If corporation is a “natural person born... in the United States,” when is this person conceived. We can probably say it’s born when the Secretary of State signs the papers of incorporation, so is it conceived when it is first imagined or when the papers are submitted to the state? If the Secretary refuses to permit incorporation is he aborting the birth? Can he do this only in the first 3 months after receiving the application?
So let’s ask Senator Hatch and friends, if they want to put an end to judicial activism why not begin hearing arguments on overturning Santa Clara County v. Southern Pacific Railroad Company. If stare decisis, the principal of honoring previously decided cases, is invoked, then indeed lets also put Roe in the protected category and just look forward. One of the Republican cause celebs is restricting the rights of stock holders to bring suit against corporations. Where is it written that artificial persons can invoke legal protections against the natural persons who own them? Was that the intent of the Congress that ended slavery? Or consider all the cases in which corporations argue that states cannot regulate them because the federal preempts the states’ power. Republican justices love these cases. Drug company being bothered by a pesky state, just find that the Congress intended, by implication, to take the state’s right away when it passed laws of its own. Really? If you are opposed to judicial activism, wouldn’t you require federal law to be unequivocal and explicit before taking power away from the states? We know that the founders were very solicitous of protecting state rights. When Congress wants to limit the power of the states to legislate, it knows how to do it very clearly. Look at the laws controlling the rights of labor unions organizing private sector workers.

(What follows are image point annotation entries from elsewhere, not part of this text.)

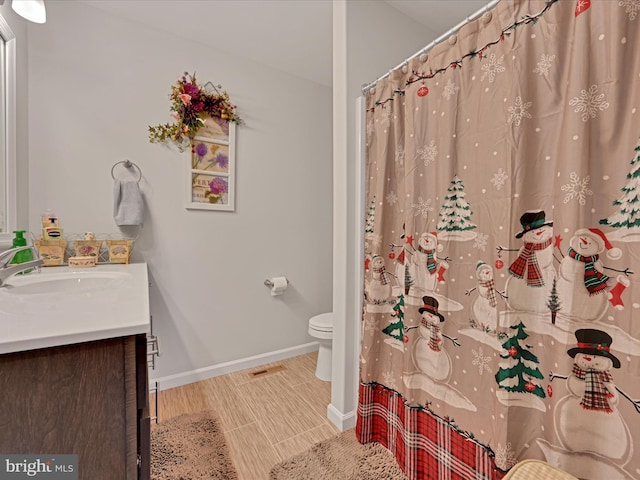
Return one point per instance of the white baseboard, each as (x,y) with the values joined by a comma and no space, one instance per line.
(179,379)
(344,421)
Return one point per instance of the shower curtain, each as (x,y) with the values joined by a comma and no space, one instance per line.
(501,309)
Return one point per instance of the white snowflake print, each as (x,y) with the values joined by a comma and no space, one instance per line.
(577,189)
(480,242)
(428,153)
(632,7)
(505,457)
(481,361)
(376,238)
(385,119)
(422,207)
(499,179)
(518,111)
(544,64)
(389,379)
(369,128)
(400,154)
(450,89)
(589,102)
(492,66)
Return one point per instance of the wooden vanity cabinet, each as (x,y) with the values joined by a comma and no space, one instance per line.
(89,399)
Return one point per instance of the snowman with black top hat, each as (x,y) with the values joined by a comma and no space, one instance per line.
(588,420)
(532,273)
(429,356)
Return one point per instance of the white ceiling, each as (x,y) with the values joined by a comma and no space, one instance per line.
(293,36)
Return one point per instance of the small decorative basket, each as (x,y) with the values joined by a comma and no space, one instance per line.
(51,251)
(82,262)
(87,248)
(119,250)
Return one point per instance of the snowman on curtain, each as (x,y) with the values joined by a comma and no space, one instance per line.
(532,273)
(588,420)
(582,283)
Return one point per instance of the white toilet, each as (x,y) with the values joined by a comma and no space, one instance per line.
(321,328)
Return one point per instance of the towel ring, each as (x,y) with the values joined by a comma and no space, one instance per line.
(127,164)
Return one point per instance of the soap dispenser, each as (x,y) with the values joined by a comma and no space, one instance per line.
(19,241)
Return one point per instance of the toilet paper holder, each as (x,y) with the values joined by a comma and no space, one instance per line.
(269,283)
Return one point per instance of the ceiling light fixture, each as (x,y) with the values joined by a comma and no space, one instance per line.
(32,10)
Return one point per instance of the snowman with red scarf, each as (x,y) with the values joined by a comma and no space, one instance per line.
(582,283)
(532,273)
(588,420)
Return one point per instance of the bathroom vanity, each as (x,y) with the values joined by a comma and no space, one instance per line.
(73,368)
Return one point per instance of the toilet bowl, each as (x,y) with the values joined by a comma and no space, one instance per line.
(321,328)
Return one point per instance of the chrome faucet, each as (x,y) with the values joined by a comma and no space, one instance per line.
(7,269)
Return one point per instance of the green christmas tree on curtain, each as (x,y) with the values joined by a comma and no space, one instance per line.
(408,279)
(520,369)
(455,214)
(553,304)
(628,215)
(396,329)
(370,216)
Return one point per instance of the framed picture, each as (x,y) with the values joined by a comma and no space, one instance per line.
(211,174)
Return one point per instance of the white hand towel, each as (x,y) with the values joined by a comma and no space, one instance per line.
(128,204)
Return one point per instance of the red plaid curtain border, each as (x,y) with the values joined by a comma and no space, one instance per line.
(426,446)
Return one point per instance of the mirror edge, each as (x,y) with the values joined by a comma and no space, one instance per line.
(10,131)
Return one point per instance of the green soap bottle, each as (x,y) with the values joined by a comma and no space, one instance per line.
(24,255)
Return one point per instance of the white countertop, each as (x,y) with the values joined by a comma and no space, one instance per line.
(109,301)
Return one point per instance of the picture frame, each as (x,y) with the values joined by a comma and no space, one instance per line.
(210,178)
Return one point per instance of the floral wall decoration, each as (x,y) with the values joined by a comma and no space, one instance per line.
(205,119)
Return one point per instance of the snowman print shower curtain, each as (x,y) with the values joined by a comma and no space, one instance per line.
(501,306)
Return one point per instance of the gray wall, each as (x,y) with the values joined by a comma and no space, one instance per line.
(95,83)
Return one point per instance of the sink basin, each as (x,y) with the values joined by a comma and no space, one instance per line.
(64,282)
(66,305)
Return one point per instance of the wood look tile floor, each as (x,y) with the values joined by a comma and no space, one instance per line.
(266,418)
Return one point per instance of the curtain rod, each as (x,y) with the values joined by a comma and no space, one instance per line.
(440,39)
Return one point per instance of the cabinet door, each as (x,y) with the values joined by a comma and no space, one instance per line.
(73,400)
(143,420)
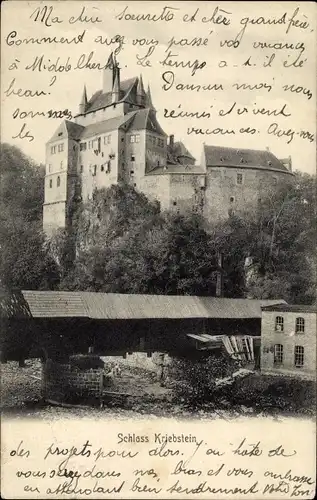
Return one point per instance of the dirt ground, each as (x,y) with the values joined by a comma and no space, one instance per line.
(21,393)
(146,399)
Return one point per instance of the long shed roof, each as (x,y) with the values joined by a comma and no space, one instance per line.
(112,306)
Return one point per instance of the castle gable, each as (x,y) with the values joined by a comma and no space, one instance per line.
(68,130)
(106,125)
(177,169)
(102,99)
(216,156)
(145,119)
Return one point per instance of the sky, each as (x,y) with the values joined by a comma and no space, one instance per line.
(64,91)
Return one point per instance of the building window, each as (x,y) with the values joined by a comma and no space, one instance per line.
(239,178)
(299,356)
(300,325)
(278,354)
(279,324)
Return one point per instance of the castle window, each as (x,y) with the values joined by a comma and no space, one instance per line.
(239,178)
(279,324)
(299,356)
(278,354)
(300,325)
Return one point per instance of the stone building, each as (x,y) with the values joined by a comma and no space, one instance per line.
(116,137)
(289,340)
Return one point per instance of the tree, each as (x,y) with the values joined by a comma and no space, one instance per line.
(279,237)
(24,261)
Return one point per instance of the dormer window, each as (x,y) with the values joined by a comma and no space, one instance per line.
(300,325)
(239,178)
(279,324)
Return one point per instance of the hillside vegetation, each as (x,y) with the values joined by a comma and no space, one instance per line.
(121,242)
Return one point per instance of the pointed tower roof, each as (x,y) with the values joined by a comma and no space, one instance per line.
(111,61)
(148,99)
(140,88)
(84,99)
(116,83)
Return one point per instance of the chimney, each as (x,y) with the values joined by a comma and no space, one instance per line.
(219,282)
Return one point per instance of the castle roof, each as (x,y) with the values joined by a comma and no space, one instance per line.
(145,119)
(178,149)
(141,119)
(67,129)
(216,156)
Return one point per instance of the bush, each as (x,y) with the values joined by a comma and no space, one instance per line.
(269,392)
(86,362)
(195,380)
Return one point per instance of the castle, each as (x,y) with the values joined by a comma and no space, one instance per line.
(116,137)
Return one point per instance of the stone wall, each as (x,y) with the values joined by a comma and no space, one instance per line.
(63,382)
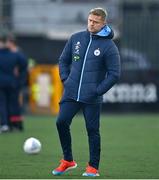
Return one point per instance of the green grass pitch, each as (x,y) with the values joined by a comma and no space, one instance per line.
(130,148)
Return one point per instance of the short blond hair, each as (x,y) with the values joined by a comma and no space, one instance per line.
(99,12)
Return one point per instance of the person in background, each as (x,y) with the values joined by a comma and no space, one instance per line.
(89,66)
(13,72)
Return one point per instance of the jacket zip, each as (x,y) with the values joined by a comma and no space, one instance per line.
(85,57)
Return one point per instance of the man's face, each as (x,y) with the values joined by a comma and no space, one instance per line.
(95,23)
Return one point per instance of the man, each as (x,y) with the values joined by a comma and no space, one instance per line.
(89,67)
(9,81)
(16,118)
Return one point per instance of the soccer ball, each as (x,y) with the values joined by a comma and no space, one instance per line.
(32,146)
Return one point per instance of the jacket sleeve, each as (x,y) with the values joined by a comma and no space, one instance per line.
(112,62)
(23,69)
(65,60)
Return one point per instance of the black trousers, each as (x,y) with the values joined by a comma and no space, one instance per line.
(91,112)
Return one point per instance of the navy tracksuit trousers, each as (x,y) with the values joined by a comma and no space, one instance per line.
(10,108)
(91,113)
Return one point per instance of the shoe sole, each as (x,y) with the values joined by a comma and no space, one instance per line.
(55,173)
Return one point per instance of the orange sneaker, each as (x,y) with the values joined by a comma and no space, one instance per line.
(90,171)
(64,166)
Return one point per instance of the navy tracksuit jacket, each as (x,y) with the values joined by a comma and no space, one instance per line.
(89,66)
(10,83)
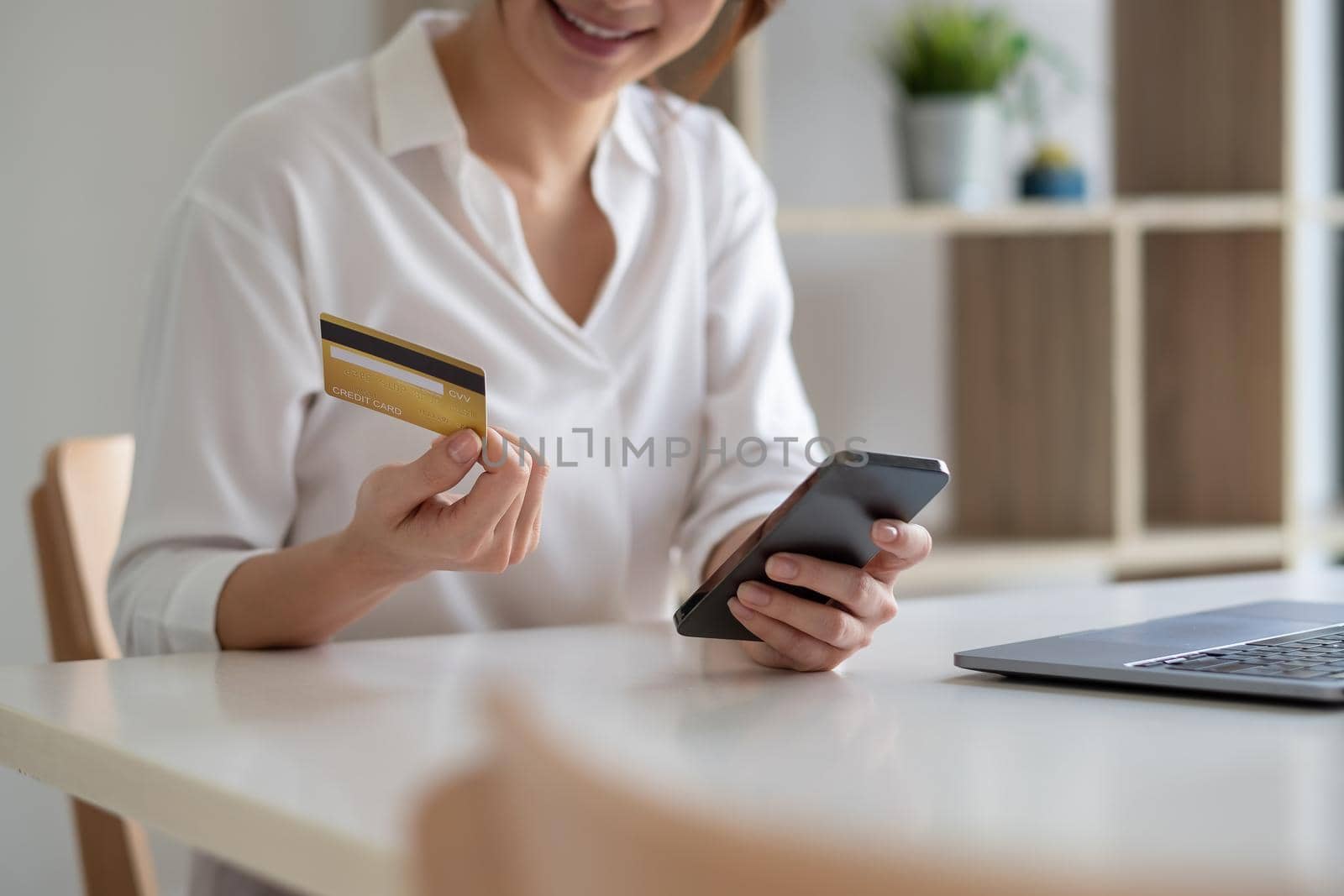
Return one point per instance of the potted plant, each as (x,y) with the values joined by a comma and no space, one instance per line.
(961,71)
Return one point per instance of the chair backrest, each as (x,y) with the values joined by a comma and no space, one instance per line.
(538,819)
(77,513)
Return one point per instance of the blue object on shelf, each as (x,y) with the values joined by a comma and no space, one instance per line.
(1054,183)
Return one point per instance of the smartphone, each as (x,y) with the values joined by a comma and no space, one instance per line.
(828,516)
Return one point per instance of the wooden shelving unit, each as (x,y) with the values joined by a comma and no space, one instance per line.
(1124,375)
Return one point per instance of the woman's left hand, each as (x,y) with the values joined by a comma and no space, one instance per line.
(811,637)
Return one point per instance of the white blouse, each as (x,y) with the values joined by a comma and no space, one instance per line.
(356,194)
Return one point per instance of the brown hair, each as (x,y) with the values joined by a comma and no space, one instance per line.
(749,18)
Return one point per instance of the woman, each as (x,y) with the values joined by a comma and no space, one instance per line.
(499,188)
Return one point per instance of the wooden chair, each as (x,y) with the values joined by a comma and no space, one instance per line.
(538,820)
(77,513)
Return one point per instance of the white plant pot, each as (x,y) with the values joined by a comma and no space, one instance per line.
(954,149)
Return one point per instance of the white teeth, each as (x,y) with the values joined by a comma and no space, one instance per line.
(591,29)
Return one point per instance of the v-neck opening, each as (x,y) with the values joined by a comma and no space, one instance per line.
(530,281)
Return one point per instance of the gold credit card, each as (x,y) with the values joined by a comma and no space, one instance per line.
(402,379)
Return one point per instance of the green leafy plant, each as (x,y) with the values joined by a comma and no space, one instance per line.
(947,50)
(954,50)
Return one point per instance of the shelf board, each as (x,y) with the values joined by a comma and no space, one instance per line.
(963,564)
(1144,212)
(1193,547)
(974,564)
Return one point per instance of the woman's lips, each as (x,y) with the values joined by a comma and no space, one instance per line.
(586,36)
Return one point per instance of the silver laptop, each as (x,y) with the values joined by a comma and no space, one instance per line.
(1273,649)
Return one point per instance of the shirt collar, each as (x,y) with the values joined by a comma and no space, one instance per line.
(413,107)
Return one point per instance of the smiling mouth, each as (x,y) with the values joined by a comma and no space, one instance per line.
(595,29)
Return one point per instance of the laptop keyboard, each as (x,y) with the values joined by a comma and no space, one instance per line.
(1304,654)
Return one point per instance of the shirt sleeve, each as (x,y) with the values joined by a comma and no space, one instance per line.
(225,383)
(754,402)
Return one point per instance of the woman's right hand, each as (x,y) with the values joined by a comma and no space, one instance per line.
(407,527)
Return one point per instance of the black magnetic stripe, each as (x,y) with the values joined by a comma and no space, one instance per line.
(405,356)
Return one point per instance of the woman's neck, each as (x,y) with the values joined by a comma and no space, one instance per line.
(515,123)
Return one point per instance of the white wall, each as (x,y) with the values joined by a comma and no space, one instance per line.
(871,331)
(104,107)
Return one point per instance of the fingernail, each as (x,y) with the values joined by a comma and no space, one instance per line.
(739,609)
(781,567)
(753,593)
(463,446)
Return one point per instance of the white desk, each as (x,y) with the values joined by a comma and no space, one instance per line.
(302,766)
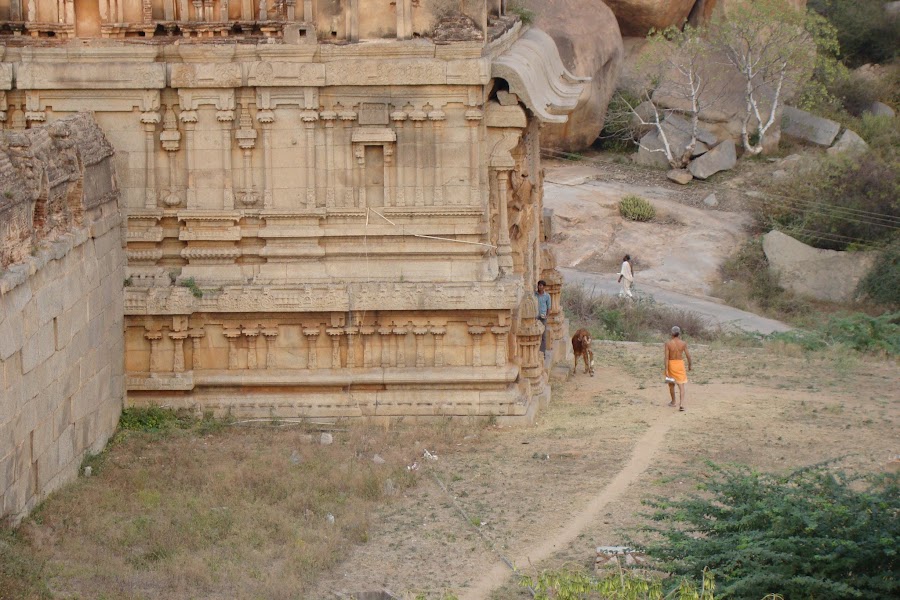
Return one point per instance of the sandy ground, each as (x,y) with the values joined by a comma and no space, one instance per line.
(544,495)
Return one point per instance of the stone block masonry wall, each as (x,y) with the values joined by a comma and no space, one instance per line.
(61,309)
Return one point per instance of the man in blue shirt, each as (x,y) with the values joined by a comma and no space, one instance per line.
(543,310)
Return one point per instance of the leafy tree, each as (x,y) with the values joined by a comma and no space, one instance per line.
(863,29)
(812,533)
(774,47)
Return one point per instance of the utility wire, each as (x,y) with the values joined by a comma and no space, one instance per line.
(877,219)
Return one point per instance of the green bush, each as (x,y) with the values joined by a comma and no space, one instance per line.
(812,533)
(864,32)
(882,283)
(635,208)
(153,419)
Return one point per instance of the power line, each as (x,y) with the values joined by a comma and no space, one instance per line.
(879,219)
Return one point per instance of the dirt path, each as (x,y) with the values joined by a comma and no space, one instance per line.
(640,459)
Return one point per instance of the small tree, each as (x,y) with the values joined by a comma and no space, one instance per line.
(679,67)
(809,534)
(772,46)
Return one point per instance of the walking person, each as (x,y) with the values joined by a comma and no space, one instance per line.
(543,310)
(626,277)
(674,365)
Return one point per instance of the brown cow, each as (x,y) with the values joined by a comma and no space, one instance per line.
(581,345)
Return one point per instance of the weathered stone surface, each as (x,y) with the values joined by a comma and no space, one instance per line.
(48,355)
(822,274)
(803,126)
(849,141)
(682,176)
(590,45)
(720,158)
(637,17)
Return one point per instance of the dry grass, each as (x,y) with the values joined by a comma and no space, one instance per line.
(237,513)
(612,318)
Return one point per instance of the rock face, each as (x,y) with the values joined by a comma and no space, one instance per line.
(806,127)
(848,142)
(637,17)
(720,158)
(822,274)
(590,45)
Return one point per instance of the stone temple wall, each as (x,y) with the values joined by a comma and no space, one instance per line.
(62,264)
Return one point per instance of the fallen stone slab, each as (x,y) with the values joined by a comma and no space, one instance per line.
(720,158)
(806,127)
(681,176)
(848,142)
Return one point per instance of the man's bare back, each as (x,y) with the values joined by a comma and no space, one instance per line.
(674,350)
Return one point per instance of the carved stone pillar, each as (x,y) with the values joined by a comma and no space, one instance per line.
(437,118)
(401,332)
(335,333)
(312,338)
(309,118)
(504,250)
(266,118)
(366,332)
(502,334)
(189,118)
(438,333)
(170,138)
(386,334)
(420,332)
(153,337)
(347,118)
(196,336)
(178,338)
(269,334)
(473,118)
(252,334)
(149,119)
(555,319)
(476,332)
(528,338)
(226,118)
(399,118)
(418,118)
(246,137)
(351,333)
(232,335)
(328,118)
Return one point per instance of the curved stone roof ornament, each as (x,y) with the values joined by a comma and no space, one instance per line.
(534,71)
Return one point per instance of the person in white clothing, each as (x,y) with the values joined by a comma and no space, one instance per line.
(626,277)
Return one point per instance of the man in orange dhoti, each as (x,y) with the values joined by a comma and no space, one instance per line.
(674,365)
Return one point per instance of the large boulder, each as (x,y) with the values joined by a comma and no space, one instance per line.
(720,158)
(590,45)
(821,274)
(637,17)
(806,127)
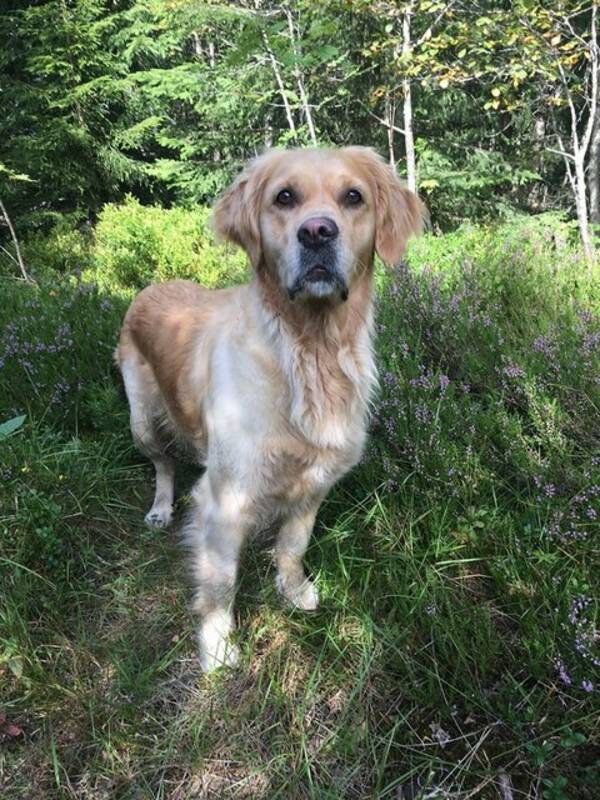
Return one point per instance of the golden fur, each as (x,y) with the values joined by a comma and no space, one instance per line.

For that matter, where did the founding fathers write down how much a jury in a state court could grant a plaintiff suing a tobacco company? Just how did the artificial person gain the right to be protected from being overly penalized for killing a natural person? You can easily argue that its good law, you cannot honestly maintain that it doesn’t require some serious judicial “law making” to get there.
The truth is that most of the time judicial activism works against the interests of the weak and to the benefit of the powerful. Roe v Wade is just the giant fig leaf behind which this hypocrisy is hidden. President Obama could expose this canard and protect the exclusive rights of mothers all across this great nation by nominating a jurist took the position that the Constitutional phrase “natural born” contemplated a womb and not a wall street law firm.